After decades in the shadows, the gatekeepers who determine which colleges can access taxpayer money through student loans will have to start operating in the sunlight.
Information about how college accreditation companies operate will be made public on the internet as part of a set of reforms announced Friday by the Obama administration. Communication between companies and schools at risk of losing their accreditation will be published on a website, along with information about the standards that different accreditors use in evaluating schools.
Friday’s move stops short of what a number of higher education experts believe is needed. “This is not a dramatic change. This is tweaking the existing system,” former Lafayette College president Arthur Rothkopf told the Huffington Post.
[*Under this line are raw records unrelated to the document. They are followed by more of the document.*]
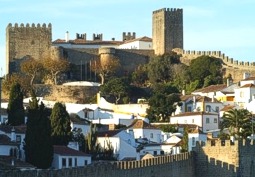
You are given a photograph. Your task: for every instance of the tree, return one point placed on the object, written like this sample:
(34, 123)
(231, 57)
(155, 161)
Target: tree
(54, 67)
(105, 69)
(185, 140)
(159, 68)
(162, 103)
(14, 78)
(60, 124)
(238, 121)
(206, 67)
(117, 87)
(15, 110)
(31, 67)
(38, 144)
But there’s little the administration can do on its own to set more ambitious checks and balances on the relationship between schools and their accreditors. Congress tied the executive branch’s hands on accreditation in 2008 with a law that prevents the ED from setting national accreditation standards tied to actual student achievement.
And the new transparency should at least help to demystify the heavily fragmented accreditation process. There are 52 separate accrediting agencies that enjoy formal recognition from the Department of Education (ED), most of them specialized to cover narrow sub-sets of the higher education industry. Any given school’s formal accreditation could therefore mean a wide variety of different things about its actual performance. Prior to the new disclosures, customers shopping around for a wise educational investment would have had no way to see what a given school’s accredited status really means.
Such a disconnect between what an accreditor’s stamp signals to prospective students and what it actually reflects about the practical value of any given degree can have disastrous results. Disgraced and bankrupt for-profit college chain Corinthian enjoyed full accreditation throughout its existence despite ample evidence that it was not delivering a high-quality education or a high-value degree to the vast majority of people who took out burdensome student loans to purchase its offerings.
The group that signed off on Corinthian for years is called the Accrediting Council for Independent Colleges and Schools (ACICS). It continues to enjoy formal recognition from the ED as an accreditor, even as the legal and economic fallout from decades of abusive business practices at Corinthian mounts.
A line in a spreadsheet released Friday as part of the new ED transparency push indicates that performance problems with ACICS-accredited schools are widespread. Half its schools rank in the bottom third of the nation on students’ future earnings, and three quarters are in the bottom third on student loan repayment rates.
The figures illustrate both the potential and the limitations of what the ED is doing: Citizens can now access the kind of data that raises red flags about an accreditor, but the agency can’t actually raise that flag itself. Individual shoppers have to do the legwork in Excel spreadsheets and in conversations with college administrators about who accredits their school and how.
As the Corinthian saga illustrates, though, few would-be students are suspicious of accreditation standards in the ways that would prompt someone to critically interrogate aggressive marketing pitches from schools. And while Corinthian’s demise removes one potential predator from the higher education market, it does little to protect students from getting fleeced. When the school started closing campuses in California in the spring, dozens of other expensive for-profit schools descended to hold impromptu college fairs for the shell-shocked Corinthian customers who’d just learned their schools were closing up shop.